Posted By Michele Sciolette on July 26, 2010 12:00 am | Permalink
The first thing I did when I arrived at SIGGRAPH yesterday was have a look at the Emerging Technologies area as there’s always some amazing technology on display there. Unfortunately I only had time for a quick look, but I noticed a couple of noteworthy installations that are worth checking out.

The first is a 360-degree auto-stereoscopic display from Sony. It looks like a transparent pillar inside which 3D content is displayed. When you walk around the display you can see the subject from all points of view. It clearly hints at what could be available at home in the near future.

There’s also an amazing installation called MetaCookies which is a mixture of augmented reality, virtual reality and scent. You wear a virtual reality helmet and grab a real, plain cookie on which they burn a tracking marker. You choose what type of cookie you want to virtually recreate (chocolate or whatever), and as you move your real plain cookie around, you’ll see a virtual recreation of the cookie of your choice through the display. As you bite the cookie another device releases a scent to match the smell of your choice of cookie. Crazy!

I hope I get time to have a look at some of the other exhibits in the Emerging Technologies area, but I had to dash off to a presentation on Image Statistics. It was a good summary of research studies into natural images as collections of pixels that satisfy specific statistical patterns. It has some interesting applications in the area of automatic color correction.

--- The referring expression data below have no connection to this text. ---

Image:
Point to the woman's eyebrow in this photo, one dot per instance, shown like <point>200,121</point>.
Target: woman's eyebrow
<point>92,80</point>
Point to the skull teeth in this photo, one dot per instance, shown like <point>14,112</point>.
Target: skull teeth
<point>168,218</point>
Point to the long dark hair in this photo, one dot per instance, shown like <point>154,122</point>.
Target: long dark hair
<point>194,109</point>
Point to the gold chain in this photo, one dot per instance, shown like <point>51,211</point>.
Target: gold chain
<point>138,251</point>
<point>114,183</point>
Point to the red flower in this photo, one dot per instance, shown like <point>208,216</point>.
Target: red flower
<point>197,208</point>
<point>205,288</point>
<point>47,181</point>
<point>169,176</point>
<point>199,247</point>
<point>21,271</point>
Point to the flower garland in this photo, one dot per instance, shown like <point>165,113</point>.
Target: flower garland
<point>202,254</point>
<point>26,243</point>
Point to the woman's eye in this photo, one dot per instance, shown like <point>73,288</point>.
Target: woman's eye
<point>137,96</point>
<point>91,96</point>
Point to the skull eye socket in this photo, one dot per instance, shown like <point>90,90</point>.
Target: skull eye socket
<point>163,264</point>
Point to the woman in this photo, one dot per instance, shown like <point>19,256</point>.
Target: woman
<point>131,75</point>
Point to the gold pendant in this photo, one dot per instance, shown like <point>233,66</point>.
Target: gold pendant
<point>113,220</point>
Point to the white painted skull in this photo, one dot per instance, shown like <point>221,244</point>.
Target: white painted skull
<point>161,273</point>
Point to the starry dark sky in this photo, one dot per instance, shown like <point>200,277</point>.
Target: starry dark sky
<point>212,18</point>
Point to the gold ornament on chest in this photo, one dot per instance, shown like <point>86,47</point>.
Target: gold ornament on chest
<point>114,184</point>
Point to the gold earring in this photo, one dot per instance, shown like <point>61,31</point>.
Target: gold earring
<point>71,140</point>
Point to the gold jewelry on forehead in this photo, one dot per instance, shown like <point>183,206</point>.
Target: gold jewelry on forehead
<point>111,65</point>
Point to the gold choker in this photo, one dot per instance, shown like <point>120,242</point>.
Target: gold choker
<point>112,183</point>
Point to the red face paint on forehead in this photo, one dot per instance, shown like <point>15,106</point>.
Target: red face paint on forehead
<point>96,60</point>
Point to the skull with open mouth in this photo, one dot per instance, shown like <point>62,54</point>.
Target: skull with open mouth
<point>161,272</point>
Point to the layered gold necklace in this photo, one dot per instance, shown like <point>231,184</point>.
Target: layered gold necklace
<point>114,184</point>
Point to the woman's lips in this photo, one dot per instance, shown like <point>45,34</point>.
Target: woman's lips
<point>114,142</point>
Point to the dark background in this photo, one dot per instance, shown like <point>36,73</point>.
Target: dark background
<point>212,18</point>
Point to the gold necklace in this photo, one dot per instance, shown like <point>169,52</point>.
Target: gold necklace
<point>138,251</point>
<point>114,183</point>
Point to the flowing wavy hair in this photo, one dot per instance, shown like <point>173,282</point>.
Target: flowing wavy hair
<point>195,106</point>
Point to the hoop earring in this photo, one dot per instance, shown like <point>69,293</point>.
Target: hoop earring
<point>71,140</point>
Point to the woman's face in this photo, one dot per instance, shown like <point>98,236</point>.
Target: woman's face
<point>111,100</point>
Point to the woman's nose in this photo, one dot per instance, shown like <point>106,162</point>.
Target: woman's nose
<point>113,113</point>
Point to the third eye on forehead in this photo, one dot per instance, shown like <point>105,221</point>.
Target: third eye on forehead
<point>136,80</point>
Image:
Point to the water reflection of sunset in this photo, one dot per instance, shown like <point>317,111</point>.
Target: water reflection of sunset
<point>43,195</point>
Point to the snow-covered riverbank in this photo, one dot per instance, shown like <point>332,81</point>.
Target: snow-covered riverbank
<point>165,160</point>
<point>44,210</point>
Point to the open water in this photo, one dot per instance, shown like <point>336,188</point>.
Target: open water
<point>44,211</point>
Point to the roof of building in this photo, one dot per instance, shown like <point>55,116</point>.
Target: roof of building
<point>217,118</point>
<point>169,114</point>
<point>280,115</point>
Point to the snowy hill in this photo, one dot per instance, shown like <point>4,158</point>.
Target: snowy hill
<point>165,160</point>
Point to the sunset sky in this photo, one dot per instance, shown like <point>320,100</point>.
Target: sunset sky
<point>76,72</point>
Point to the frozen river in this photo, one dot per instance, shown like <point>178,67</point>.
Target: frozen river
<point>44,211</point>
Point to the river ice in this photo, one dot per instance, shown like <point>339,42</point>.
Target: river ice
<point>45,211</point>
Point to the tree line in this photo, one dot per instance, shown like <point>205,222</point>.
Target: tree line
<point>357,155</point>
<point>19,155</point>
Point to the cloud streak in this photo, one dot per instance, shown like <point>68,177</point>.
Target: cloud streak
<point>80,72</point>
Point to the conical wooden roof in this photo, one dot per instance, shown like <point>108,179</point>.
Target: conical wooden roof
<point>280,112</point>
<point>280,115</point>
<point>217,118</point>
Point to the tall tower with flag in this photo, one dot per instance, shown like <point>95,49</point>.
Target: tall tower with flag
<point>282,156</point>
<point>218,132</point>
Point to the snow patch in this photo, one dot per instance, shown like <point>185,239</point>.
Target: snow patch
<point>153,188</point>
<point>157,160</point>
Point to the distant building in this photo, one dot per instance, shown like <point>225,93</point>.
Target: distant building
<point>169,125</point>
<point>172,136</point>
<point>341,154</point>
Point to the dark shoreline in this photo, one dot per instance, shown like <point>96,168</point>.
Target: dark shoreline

Next was a presentation on physically-based shading and lighting where speakers from ILM and Sony gave a really interesting presentation on how moving towards physically-based lighting and shading has helped them produce more accurate results with faster turnaround.

Finally, I went to the Technical Papers Fast Forward which is always an entertaining way to get an overview of the latest research in all areas of computer graphics. The presentations didn’t disappoint and I’m looking forward to seeing some of the papers during the week.